More important than IQ was something anyone who went to high school should recognize: the most significant effect was parental origin, followed by having a “professional/managerial” father. (Not a professional/managerial mother, but this was 1957.) Mother’s affection was also a more significant determinant than IQ.

Also a mild irritant from the Post:

The authors consider a few theories of why popular students might earn more, including the possibility that the connections they make in high school might lead to more opportunities down the road. They settle on a simpler explanation as the most likely: The traits that make a student better-liked are pretty similar to those that make one successful in the workforce.

Social interactions in high school “train individual personalities to be socially adequate for the successful performance of their adult roles,” the researchers conclude. “Consistent with our view, we interpret our measure of popularity as a measure of the stock of social skills of a particular individual.”

This makes it sound a bit like the authors chalked it up to some folks being awesome and left it there. Not quite:

As a by-product of our estimation strategy, we also provide novel evidence on the determinants of popularity. Of particular interest is the role played by early family environment, school composition and school size on adolescent social engagement. While current research focuses on the e ffect of class size on cognitive achievement (Angrist and Lavy [1999], Hoxby [2000]), our results suggest that a deeper understanding of the e ect of school size and composition on the development of social skills is needed. Policies that focus on promoting integration in schools and on developing social competencies may be a fruitful way of promoting success in life.

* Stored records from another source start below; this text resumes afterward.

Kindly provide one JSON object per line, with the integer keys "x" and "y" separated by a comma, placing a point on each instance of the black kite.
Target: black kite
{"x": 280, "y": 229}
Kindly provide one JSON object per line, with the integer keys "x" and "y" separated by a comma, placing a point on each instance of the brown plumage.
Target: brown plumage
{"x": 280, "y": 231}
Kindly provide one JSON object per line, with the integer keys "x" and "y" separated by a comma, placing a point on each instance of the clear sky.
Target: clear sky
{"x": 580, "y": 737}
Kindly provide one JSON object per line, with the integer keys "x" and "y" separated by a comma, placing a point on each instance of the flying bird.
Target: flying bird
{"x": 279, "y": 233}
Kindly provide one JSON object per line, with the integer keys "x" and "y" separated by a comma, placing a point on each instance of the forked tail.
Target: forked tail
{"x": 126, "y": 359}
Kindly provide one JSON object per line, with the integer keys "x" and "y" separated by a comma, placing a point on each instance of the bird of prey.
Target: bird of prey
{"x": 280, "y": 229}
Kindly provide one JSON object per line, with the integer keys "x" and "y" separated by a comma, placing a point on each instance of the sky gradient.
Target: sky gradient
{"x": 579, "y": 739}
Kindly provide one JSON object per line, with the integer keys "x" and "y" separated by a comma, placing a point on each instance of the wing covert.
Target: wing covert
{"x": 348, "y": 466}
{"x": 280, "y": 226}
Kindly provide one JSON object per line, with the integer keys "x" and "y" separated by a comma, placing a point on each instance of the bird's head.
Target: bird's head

A 2005 paper, using the WLS and a similar approach, had similar findings and yet more recommendations (PDF), after looking not just at the cool kids, but the uncool ones (“The results for the socially isolated deserve special attention. The magnitude of the wage differential, relative to an average person, is enormous: between 43 and 25 percent"):

This work provides strong empirical evidence suggesting that both, pedagogical practices and class size, play a crucial role in the determination of the structural properties of school class social networks. For example, an empirical regularity is that social networks of larger classes exhibit a higher number of disconnected groups, which implies a higher level of segregation within the class.

When discussing the relation between our measures of position and class size we found a positive relation between being socially isolated and being in a bigger class. Such a relation was absent for the other types. It appears that student networks in smaller classes exhibit a higher degree of connectedness with fewer nodes being infinitely distant. Reducing class size means reducing social distance among members and, on an individual level, implies a lower incidence of social isolation.

So it’s not just a matter of the cool kids locking in their gains early; there are pedagogical implications, in particular for the most isolated students—but you’d have to pay attention to someone other than the popular kids to notice.